Contact: [email protected]

A federal appeals court handed medical marijuana advocates a major victory yesterday, ruling that the government may not prosecute patients who smoke the drug with their doctor's recommendation in states that allow such marijuana use.

In a 2-1 decision, the 9th U.S. Circuit Court of Appeals said it was unconstitutional to deny marijuana to cancer, AIDS and other patients under the federal Controlled Substances Act if their marijuana is not sold, transported across state lines or used for nonmedicinal purposes.

Thousands of sick and dying people use marijuana to alleviate symptoms of disease or relieve side effects of other medication. Federal law does not recognize any medicinal value in the drug.

The court said medical marijuana providers who supply the drug to others are not violating the federal Controlled Substances Act, which classifies marijuana on the same level as heroin, LSD and other drugs.

"The intrastate, noncommercial cultivation, possession and use of marijuana for personal medical purposes on the advice of a physician is, in fact, different from drug trafficking," Judge Harry Pregerson wrote in the majority opinion.

According to the court, "This limited use is clearly distinct from the broader, illicit drug market, as well as any broader commercial market for medical marijuana, insofar as the medical marijuana at issue in this case is not intended for, nor does it enter, the stream of commerce."

The ruling was a significant setback to the Justice Department, which has stepped up enforcement of federal drug laws in recent years.

Under Attorney General John Ashcroft, the government raided numerous California cannabis clubs and cooperatives that supplied marijuana to patients under a state initiative approved by voters in 1996.

Medical marijuana advocates were elated with the decision, even as they predicted a Justice Department appeal.

"This ruling effectively makes Proposition 215 federal law in California," said Dale Gieringer of the National Organization for the Reform of Marijuana Laws in San Francisco. "But we know this is not going to be the end of it."

Growing and using marijuana may be allowed under California law, but federal drug policy trumps state rules, federal officials say. Eight other states have enacted similar medical marijuana laws.

Because the ruling was recorded late yesterday afternoon in San Francisco, there was little reaction available from federal prosecutors or drug-enforcement agents in Washington.

Misha Piastro, a spokesman for the San Diego office of the Drug Enforcement Administration, said there would be no immediate change in policy regarding marijuana medical or otherwise.

"We're going to have to review the transcript," Piastro said. "This is obviously a point of law that is still in contention. The DEA will continue to enforce the Controlled Substances Act."

He added, however, that his office would await direction from Washington about how to enforce the law while the case is on appeal.

San Diego activist Steven McWilliams, who was prosecuted in federal court last year for illegally growing marijuana at his Normal Heights home, nearly wept when he heard about the ruling.

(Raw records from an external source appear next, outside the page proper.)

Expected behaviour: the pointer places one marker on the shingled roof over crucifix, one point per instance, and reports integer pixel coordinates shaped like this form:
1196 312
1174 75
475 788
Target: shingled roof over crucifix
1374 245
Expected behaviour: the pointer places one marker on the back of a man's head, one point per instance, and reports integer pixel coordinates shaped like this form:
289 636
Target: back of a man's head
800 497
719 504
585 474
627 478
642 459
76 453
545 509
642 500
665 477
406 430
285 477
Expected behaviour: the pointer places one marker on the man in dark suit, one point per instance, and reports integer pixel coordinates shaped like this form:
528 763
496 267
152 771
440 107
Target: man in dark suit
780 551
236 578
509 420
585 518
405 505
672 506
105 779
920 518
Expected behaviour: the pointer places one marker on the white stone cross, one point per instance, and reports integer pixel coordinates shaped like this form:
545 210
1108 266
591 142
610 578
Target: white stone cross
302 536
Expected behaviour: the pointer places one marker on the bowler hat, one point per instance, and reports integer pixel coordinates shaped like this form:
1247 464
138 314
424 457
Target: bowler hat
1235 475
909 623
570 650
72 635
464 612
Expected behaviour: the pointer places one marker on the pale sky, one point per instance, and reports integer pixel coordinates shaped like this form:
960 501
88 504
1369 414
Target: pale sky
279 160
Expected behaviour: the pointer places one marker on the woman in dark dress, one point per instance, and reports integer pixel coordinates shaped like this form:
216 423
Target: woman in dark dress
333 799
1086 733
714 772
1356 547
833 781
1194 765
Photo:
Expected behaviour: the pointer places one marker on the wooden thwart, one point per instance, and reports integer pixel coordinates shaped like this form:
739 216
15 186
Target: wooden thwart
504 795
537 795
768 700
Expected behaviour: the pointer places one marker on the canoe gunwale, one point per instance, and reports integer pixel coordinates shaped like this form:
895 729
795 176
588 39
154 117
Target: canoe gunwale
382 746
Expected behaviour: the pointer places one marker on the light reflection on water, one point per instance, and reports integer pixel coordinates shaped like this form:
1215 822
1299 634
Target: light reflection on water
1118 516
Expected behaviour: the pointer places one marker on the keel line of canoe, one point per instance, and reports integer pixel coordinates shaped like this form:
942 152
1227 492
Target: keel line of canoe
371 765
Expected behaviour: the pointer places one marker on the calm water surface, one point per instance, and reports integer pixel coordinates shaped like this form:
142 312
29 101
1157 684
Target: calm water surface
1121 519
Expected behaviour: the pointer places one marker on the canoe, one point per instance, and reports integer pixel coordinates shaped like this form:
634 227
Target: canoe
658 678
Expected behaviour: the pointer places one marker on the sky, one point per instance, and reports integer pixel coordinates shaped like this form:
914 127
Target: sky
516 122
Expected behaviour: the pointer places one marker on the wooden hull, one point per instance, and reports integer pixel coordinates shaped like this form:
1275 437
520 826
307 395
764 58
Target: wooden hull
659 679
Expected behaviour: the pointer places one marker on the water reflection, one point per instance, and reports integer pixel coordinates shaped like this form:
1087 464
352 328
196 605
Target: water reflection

"We're so happy, we're just bubbling," said McWilliams, who was sentenced to six months in prison after negotiating a plea. "Now we're finding out that what they did was unconstitutional."

Attorney Patrick Dudley, who helped represent McWilliams in the federal case, said the ruling was "quite obviously a landmark decision."

"It's about time the court followed the Supreme Court precedence and said intrastate commerce cannot be regulated by the federal government," he said.

McWilliams remains free while his appeal is pending, also before the 9th Circuit. Under terms of his probation order, he is not allowed to use or possess marijuana and must undergo drug testing every Tuesday.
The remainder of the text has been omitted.